Une jihadiste française expulsée de Turquie, mise en examen et incarcérée
(illustration)

publié le mardi 24 août 2021 à 15h07

Évadée d'un camp kurde dans le nord de la Syrie, elle a passé huit mois à la frontière turque avant de se rendre et d'être expulsée après un an de captivité.

Elle avait rejoint la Syrie en 2014 avec ses deux enfants, avant d'y épouser un jihadiste français proche des commandos du 13 novembre 2015. Lolita C. a été mise en examen et incarcérée le 13 août en France après son expulsion par la Turquie, a-t-on appris mardi 24 août auprès du parquet national antiterroriste (Pnat), confirmant une information du Parisien.

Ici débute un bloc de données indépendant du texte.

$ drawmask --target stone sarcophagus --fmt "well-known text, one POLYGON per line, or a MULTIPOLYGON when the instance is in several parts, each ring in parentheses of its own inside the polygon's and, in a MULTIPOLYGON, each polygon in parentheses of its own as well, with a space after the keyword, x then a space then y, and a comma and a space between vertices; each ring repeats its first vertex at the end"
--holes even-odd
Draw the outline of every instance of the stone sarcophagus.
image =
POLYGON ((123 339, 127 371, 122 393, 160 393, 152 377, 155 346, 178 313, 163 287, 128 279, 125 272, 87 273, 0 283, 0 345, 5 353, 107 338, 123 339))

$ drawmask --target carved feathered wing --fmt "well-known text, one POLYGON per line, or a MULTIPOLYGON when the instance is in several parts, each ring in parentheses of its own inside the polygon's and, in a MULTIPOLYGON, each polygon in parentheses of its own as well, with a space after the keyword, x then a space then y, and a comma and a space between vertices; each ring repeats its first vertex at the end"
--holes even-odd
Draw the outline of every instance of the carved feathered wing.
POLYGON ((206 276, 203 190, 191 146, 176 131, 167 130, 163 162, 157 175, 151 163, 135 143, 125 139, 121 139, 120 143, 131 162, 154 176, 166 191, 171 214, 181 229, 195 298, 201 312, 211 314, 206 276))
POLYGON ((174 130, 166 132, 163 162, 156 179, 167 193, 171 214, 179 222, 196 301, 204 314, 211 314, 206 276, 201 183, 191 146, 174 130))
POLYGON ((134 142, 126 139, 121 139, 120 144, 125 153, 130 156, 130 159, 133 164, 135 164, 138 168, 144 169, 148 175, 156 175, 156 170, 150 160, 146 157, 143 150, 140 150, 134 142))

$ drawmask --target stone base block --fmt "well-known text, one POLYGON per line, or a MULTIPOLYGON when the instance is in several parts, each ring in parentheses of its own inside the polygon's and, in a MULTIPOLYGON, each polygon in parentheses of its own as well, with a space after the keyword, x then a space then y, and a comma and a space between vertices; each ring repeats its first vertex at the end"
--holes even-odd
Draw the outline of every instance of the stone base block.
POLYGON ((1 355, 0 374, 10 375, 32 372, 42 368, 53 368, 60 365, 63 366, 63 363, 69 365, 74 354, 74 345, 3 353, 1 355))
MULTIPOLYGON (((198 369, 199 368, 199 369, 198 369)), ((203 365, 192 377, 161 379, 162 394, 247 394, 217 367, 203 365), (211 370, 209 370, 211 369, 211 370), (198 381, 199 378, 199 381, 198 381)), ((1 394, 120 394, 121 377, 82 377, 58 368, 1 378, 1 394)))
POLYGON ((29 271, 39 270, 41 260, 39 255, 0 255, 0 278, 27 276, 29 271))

Elle a été mise en examen pour "association de malfaiteurs terroriste criminelle" et "soustraction d'un parent à ses obligations légales", puis placée en détention provisoire, a indiqué le Pnat.

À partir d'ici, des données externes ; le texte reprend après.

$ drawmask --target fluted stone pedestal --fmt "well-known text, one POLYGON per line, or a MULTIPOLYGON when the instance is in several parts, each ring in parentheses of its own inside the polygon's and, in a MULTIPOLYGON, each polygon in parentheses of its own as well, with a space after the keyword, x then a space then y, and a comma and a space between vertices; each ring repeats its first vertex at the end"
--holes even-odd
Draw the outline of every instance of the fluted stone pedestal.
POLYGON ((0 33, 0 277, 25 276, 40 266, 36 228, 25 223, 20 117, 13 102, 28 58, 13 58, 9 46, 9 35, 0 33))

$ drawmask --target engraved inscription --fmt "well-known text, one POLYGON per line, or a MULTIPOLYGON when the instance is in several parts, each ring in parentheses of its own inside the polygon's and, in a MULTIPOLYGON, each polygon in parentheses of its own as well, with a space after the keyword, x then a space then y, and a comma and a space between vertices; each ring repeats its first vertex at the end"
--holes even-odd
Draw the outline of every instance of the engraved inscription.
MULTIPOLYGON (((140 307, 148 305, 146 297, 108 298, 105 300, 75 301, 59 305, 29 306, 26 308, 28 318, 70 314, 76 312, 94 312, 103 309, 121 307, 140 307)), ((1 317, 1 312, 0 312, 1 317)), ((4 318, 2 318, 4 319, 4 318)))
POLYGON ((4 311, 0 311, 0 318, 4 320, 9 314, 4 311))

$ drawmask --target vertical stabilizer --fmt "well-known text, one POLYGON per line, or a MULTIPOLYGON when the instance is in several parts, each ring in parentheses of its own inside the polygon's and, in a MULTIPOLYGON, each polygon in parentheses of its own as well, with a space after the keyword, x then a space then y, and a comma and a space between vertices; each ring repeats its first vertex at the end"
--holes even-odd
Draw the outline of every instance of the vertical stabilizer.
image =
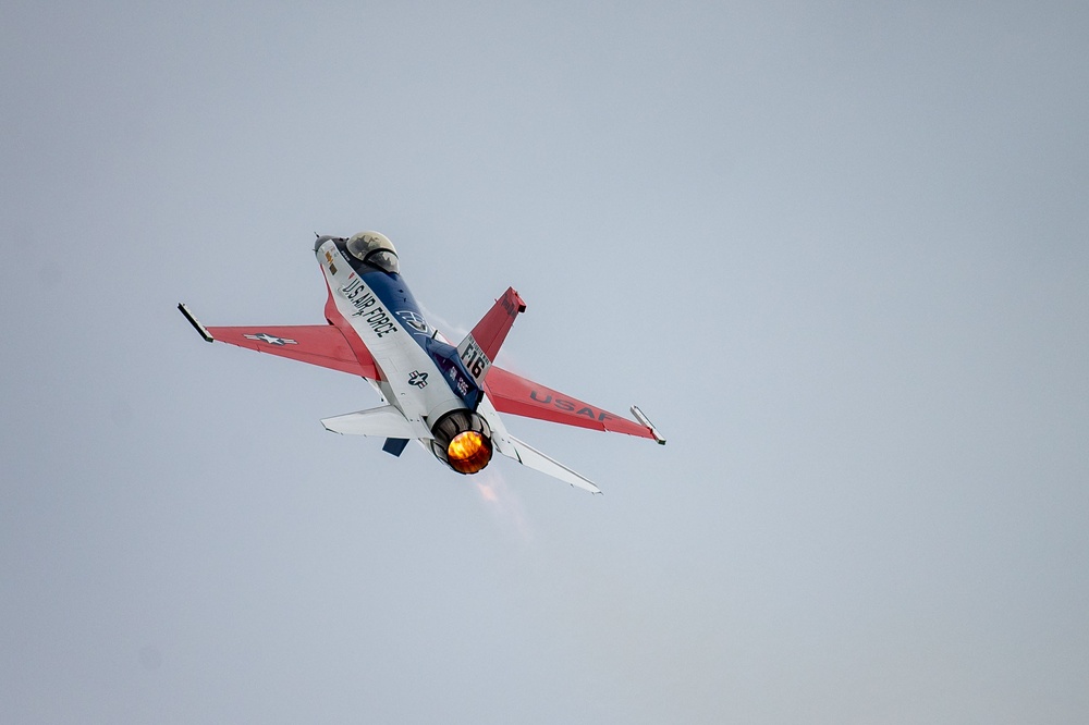
POLYGON ((511 331, 514 319, 524 311, 526 311, 525 300, 514 287, 507 287, 488 314, 476 323, 473 332, 457 346, 457 355, 477 385, 484 384, 488 368, 491 367, 491 361, 495 359, 499 348, 506 340, 506 333, 511 331))

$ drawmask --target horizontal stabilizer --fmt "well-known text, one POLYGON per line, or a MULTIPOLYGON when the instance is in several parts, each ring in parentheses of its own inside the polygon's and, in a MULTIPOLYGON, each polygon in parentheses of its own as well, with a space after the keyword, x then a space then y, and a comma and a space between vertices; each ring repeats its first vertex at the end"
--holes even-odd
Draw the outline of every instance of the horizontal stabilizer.
POLYGON ((392 405, 325 418, 321 425, 326 430, 342 435, 412 439, 420 438, 421 432, 392 405))
POLYGON ((549 458, 547 455, 528 443, 523 443, 511 434, 506 435, 506 442, 514 447, 514 451, 509 452, 500 448, 500 452, 511 458, 514 458, 523 466, 528 466, 534 470, 539 470, 542 474, 551 476, 552 478, 558 478, 564 483, 571 483, 572 486, 583 489, 584 491, 589 491, 590 493, 601 493, 601 489, 594 486, 594 481, 585 476, 582 476, 580 474, 576 474, 559 460, 549 458))

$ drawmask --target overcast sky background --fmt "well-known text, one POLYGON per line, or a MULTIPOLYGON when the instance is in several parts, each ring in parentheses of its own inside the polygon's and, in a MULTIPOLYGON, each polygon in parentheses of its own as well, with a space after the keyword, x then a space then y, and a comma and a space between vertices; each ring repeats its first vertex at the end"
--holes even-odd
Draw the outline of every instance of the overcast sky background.
POLYGON ((1089 721, 1089 9, 950 5, 5 2, 0 722, 1089 721), (365 229, 669 445, 174 309, 365 229))

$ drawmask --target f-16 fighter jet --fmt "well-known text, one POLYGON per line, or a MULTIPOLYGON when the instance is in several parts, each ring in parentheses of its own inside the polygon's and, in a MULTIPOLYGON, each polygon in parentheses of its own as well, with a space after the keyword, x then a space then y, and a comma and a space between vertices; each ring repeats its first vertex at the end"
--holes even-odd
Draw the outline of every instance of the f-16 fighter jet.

Ses quatre enfants, dont deux sont nés en Syrie, ont été confiés à l'Aide sociale à l'enfance (Ase), a-t-il précisé. Lolita C., 32 ans, avait été expulsée de Turquie le 10 août avec ses enfants, dans le cadre du protocole Cazeneuve.


Selon Le Parisien, la jeune femme, originaire de Rennes et convertie à l'islam en 2009, s'était installée en Syrie à l'été 2014 avec ses deux garçons. Sur place, elle avait épousé religieusement Lakhdar Sebouai, membre de la filière strasbourgeoise qui avait rejoint les rangs du groupe État islamique en décembre 2013. 

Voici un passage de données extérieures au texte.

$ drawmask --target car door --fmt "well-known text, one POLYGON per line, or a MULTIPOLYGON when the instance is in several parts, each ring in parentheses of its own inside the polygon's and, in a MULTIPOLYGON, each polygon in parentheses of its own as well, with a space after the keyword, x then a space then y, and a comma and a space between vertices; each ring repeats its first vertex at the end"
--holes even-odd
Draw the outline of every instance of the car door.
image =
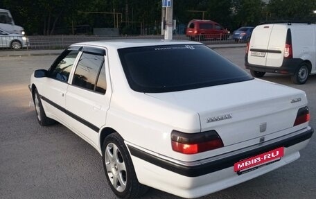
POLYGON ((69 123, 76 132, 98 147, 98 132, 105 123, 111 92, 107 91, 105 50, 85 46, 66 94, 69 123))
POLYGON ((8 47, 10 46, 10 44, 8 44, 8 37, 9 37, 9 36, 8 36, 7 33, 6 33, 5 32, 0 30, 0 47, 1 48, 8 47))
POLYGON ((65 50, 54 62, 47 72, 47 77, 41 78, 37 84, 38 92, 44 101, 43 105, 48 114, 64 121, 65 94, 70 73, 79 53, 78 48, 65 50))

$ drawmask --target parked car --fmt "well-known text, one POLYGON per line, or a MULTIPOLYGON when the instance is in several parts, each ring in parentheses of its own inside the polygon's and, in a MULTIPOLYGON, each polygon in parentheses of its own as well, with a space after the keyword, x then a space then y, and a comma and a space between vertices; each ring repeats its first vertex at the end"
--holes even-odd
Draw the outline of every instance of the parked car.
POLYGON ((193 19, 188 22, 186 35, 191 40, 227 40, 229 31, 211 20, 193 19))
POLYGON ((297 159, 313 133, 304 92, 196 42, 72 44, 29 89, 39 123, 57 121, 94 147, 121 198, 234 186, 297 159))
POLYGON ((251 26, 244 26, 238 28, 233 32, 233 40, 236 42, 247 42, 250 39, 254 28, 254 27, 251 26))
POLYGON ((304 84, 316 73, 316 24, 285 23, 256 26, 245 57, 246 68, 261 78, 268 73, 289 74, 304 84))
POLYGON ((29 40, 26 36, 0 29, 0 48, 21 49, 28 46, 29 40))

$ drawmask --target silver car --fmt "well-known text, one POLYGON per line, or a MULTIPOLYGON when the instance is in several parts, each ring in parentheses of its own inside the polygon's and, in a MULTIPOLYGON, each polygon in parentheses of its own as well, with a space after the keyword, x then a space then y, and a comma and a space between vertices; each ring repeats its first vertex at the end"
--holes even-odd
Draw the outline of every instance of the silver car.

Surnommé Abu Ali al Faransi et proche de membres des commandos du 13 novembre 2015, il est soupçonné d'avoir commandité un attentat déjoué en 2016 en région parisienne. Les trois hommes qui devaient réaliser cet attentat ont été condamnés en février par la cour d'assises spéciale à des peines de 22 à 30 ans de réclusion criminelle, assorties d'une période de sûreté des deux tiers.

Après la chute du groupe État islamique en 2019, Lolita C. a été détenue dans le camp sous contrôle kurde d'Aïn Issa, dans le nord de la Syrie, selon Le Parisien. Elle s'en est échappée quelques mois après, à la faveur du chaos provoqué par l'offensive militaire turque dans cette région. Installée à la frontière turque, elle s'est rendue "huit mois plus tard" et a été expulsée vers la France après "un an de captivité", précise le quotidien.

Depuis 2014, près de 300 personnes ont été renvoyées en France depuis la Turquie, en vertu du "protocole Cazeneuve", accord de coopération entre les deux pays portant le nom de l'ex-ministre de l'Intérieur Bernard Cazeneuve, pour organiser le retour sur le territoire des jihadistes français qui sont entre les mains des autorités turques.

Fin juillet, deux femmes ont été expulsées de Turquie avec leurs enfants puis incarcérées, dont Henen Ben Chaieb, autre épouse de Lakhdar Sebouai.